We also know that the neuroimmune, endocrine and autonomic body systems may be involved in chronic pain states (see figure below, from Chapman 2008), which may explain the links between chronic pain and obesity, poor sleep, IBS, autoimmune disorders etc. So it is possible that some of the systemic factors that are classically thought of as reducing TENDON CAPACITY, may actually influence pain sensitivity, eg menopause, obesity, even lipid levels.
Key take home message is: classic tendon risk factors are focused on tendon load/capacity which is important for tendon pathology mainly, and no doubt also for pain, to some extent. BUT, many other factors influence development and persistence of pain (even some classic systemic tendon risk factors). A thorough physical-cognitive-emotional assessment is important, and physical includes classic risk factors and signs of involvement of stress, immune and endocrine systems in the pain experience. So if you’re not dealing with the individual, ie thoughts/beliefs, load modification, exercise and movement, general health, aerobic health, stress management, diet, etc, etc – then you may be missing a key part, that in combination with other relevant parts, may mean the best rehab in the world is ineffective. Nothing wrong with focusing treatments to the tendon, but remember, a tendon is part of a person, which may be a more important consideration than the tendon itself!
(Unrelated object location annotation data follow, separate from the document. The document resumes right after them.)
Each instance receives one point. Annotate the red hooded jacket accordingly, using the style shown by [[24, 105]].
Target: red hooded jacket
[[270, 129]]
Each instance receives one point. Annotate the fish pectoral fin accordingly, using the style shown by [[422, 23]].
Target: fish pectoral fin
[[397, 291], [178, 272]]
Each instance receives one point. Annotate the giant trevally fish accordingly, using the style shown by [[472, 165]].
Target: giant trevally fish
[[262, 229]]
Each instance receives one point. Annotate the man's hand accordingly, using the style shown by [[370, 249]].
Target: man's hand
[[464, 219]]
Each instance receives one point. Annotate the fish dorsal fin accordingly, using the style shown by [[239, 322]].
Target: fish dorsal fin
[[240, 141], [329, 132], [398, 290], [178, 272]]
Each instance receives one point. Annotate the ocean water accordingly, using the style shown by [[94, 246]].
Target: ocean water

I have purposefully steered clear of discussion of what is ‘typical’ tendon pain and whether it is nociceptive or central, or both (i.e. trying to label or put in a basket). That is not the point. The point is that right now it is not clear how much central factors contribute to emergence, modulation or persistence of pain in tendinopathy – so keep an open mind!
Torres et al. have investigated proprioception in patellar tendinopathy. Proprioception is defined as afferent information that contributes to balance and motor control. They argue that golgi tendon organ receptors that are involved in proprioception may be damaged if the tendon is pathological. They included 21 male and female athletes with patellar tendinopathy and 21 matched controls. They assessed 2 aspects of proprioception - joint position sense (trying to reproduce a knee angle without visual input) and weight discrimination (detecting small increases in load of 0.2, 0.25, 0.3, 0.35kg from a baseline load of 2.5kg on a leg extension machine). They found that joint position sense is not affected but weight discrimination was (see figure below which shows percentage correct discrimination on the Y axis – the tendinoapthy group were significantly worse at detecting an increase load of 0.25kg (figure shows grams but it is kg in the methods). The main explanations put forward is potential damage to golgi tendon organ mechanoreceptors related to tendon pathology, which is plausible. Because the muscle spindle is a strong contributor to joint position sense this aspect of proprioception may not affected. Another possible explanation is change motor cortex control (most likely related to pain) in patellar tendinopathy patients (as shown by Rio et al.). The clinical message is to consider interventions that restore normal motor cortex and proprioception function.